The Ayn Rand Century

Today is the 100th birthday of Ayn Rand. I enjoyed all her books, fiction and non-fiction; was a founding member of the New Delhi Ayn Rand club; and well, owe a lot of my learnings in libertarianism to her. I grew up with browsing through her books in my parents library. When my father once saw me thumbing through An Introduction to Objectivist Epistemology with glazed eyes, he pulled out Altas Shrugged, turned to Galt’s speech and insisted I read that first!

There are a lot of tributes on her today, and here are a few excerpts from the best. These pieces are well written, click on the links and read it all.

David Boaz, Vice President of the Cato Institute gives a great overview.

Rand’s books first appeared when no one seemed to support freedom and capitalism, and when even capitalism’s greatest defenders emphasized its utility, not its morality. It was often said at the time that socialism is a good idea in theory, but human beings just aren’t good enough for socialism. Ayn Rand insisted that socialism is not good enough for human beings.

Her books attracted millions of readers because they presented a passionate philosophical case for individual rights and capitalism, and did so through the medium of the vivid, can’t-put-it-down novel. The people who read Rand and got the point didn’t just become aware of costs and benefits, incentives and trade-offs. They became passionate advocates of liberty.

Rand was an anomaly in the 1940s and 1950s, an advocate of reason and individualism in time of big government and conformity. But she was a shaper of the 1960s, the age of “do your own thing” and youth rebellion; the 1970s, pejoratively described as the “Me Decade” but perhaps better understood as an age of skepticism about institutions and a turn toward self-improvement and personal happiness; and the 1980s, the decade of tax cuts and entrepreneurship.

Boaz also mentions one of my favourite Rand quotes.

Like Ludwig von Mises and F. A. Hayek, Rand demonstrates the importance of immigration not just to America but to American libertarianism. Mises had fled his native Austria right before the Nazis confiscated his library, Rand fled the Communists who came to power in her native Russia. When a heckler asked her at a public speech, “Why should we care what a foreigner thinks?”, she replied with her usual fire, “I chose to be an American.

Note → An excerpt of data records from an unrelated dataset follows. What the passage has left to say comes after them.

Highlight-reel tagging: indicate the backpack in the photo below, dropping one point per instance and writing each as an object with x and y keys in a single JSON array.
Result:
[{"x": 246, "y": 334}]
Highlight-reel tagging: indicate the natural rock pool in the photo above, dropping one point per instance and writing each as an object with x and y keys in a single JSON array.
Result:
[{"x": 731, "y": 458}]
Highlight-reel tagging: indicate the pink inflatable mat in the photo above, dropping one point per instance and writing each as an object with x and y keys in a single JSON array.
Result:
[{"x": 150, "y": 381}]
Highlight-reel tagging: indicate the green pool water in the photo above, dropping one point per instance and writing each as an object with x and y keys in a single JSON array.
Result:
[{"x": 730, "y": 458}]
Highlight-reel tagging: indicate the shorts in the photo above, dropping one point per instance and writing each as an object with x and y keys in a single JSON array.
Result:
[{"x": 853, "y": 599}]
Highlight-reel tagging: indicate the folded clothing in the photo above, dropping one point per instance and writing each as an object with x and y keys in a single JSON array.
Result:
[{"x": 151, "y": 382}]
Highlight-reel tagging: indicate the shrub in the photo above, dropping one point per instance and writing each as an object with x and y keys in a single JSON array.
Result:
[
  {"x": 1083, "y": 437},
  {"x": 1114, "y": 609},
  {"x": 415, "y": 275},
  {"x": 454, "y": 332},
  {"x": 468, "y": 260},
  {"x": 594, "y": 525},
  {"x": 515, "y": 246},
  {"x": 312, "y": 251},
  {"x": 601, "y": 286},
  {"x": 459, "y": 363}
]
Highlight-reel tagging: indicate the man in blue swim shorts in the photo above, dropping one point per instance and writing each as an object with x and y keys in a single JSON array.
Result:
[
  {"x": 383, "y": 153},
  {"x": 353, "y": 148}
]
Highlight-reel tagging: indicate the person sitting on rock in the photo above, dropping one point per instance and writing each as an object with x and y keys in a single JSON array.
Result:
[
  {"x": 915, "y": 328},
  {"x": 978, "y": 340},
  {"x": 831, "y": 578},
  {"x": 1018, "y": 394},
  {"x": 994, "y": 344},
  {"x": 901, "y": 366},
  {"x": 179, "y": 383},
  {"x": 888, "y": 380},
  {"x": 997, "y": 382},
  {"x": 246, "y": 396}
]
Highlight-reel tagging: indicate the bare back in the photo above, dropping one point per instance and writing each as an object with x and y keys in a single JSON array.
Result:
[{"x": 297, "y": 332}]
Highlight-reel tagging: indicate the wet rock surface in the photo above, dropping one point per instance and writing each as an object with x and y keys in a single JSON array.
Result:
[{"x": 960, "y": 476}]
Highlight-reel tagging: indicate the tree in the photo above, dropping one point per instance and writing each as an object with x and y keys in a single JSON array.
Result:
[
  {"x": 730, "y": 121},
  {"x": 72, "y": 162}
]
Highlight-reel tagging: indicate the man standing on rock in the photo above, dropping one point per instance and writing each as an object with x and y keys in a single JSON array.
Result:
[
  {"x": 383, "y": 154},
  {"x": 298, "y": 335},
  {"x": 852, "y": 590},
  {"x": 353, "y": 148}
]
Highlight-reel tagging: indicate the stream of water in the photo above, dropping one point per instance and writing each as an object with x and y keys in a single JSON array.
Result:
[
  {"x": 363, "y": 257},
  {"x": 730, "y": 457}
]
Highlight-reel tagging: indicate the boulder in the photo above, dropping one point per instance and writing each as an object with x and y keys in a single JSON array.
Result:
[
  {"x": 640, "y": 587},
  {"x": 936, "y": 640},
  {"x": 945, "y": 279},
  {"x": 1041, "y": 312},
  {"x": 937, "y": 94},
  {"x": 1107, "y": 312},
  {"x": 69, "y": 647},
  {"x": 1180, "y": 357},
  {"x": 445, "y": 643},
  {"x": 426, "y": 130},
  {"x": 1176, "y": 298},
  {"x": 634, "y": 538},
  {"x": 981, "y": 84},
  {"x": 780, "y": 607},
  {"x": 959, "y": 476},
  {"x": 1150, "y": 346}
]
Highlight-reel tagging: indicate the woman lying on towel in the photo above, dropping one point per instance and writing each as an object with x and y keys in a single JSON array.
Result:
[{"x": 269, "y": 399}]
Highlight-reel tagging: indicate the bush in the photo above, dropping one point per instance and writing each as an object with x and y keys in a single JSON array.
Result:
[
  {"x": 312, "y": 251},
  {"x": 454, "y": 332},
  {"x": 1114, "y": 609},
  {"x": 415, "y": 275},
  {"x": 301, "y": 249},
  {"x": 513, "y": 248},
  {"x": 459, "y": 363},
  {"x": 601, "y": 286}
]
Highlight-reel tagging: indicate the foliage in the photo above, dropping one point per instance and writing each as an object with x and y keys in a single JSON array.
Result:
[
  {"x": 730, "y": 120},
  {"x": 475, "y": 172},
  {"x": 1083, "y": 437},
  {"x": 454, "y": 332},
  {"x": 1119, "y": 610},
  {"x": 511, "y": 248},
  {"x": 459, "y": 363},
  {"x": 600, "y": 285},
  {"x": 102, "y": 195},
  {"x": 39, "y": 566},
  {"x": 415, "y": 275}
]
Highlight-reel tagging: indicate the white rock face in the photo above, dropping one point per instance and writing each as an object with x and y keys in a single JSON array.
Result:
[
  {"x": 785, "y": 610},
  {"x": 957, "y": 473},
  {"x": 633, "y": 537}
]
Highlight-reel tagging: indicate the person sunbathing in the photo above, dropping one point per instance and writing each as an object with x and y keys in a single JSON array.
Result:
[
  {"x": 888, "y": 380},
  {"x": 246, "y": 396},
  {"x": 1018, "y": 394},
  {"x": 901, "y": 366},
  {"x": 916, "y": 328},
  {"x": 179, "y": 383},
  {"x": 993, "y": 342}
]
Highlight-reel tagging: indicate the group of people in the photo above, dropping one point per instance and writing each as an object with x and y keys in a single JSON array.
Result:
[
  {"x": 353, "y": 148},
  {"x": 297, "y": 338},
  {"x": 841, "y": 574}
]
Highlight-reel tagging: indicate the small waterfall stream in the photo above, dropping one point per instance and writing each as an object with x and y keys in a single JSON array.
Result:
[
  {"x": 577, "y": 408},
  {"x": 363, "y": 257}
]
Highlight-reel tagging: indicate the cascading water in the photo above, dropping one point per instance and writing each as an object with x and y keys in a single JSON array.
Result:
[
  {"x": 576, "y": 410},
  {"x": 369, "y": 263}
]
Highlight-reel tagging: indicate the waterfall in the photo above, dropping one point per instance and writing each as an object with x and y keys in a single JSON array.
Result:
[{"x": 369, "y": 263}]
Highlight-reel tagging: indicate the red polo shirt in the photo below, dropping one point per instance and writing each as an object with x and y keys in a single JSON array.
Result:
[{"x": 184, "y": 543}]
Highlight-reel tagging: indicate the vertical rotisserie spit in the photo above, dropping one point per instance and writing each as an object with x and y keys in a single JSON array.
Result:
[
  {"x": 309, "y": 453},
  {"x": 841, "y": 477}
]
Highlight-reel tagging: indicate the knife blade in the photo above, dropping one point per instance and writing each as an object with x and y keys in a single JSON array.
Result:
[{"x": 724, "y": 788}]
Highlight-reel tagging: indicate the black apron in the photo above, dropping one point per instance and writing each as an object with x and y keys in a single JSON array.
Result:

What did you ever do, except for having been born?”

Roderick T. Long at the Mises Institute writes about her Contribution to the Cause of Freedom in a link rich article.

Rand’s influence on the libertarian movement is incalculable; despite her own frequent antipathy toward that movement and even toward the word “libertarian,” Rand played a crucial role in helping both to create new advocates of laissez-faire and to radicalize existing ones; Rand encouraged libertarians to view their standpoint as an alternative to, rather than a branch of, conservatism, and to base the case for liberty on moral principle and not on pragmatic economic benefits alone. Rand’s influence on popular culture is likewise enormous; an oft-cited Library of Congress survey of “most influential books” placed Atlas Shrugged second only to the Bible.

Rand owed much of her success to the power and directness of her writing style. She was a master at what one of my colleagues calls reductio ad claritatem, “reduction to clarity”— i.e., the method of refuting a position by stating it clearly—as when she wrote that “if some men are entitled by right to the products of the work of others, it means that those others are deprived of rights and condemned to slave labor,” or when she summarized the view that human perception is unreliable because limited by the nature of our sensory organs as: “man is blind, because he has eyes—deaf, because he has ears.”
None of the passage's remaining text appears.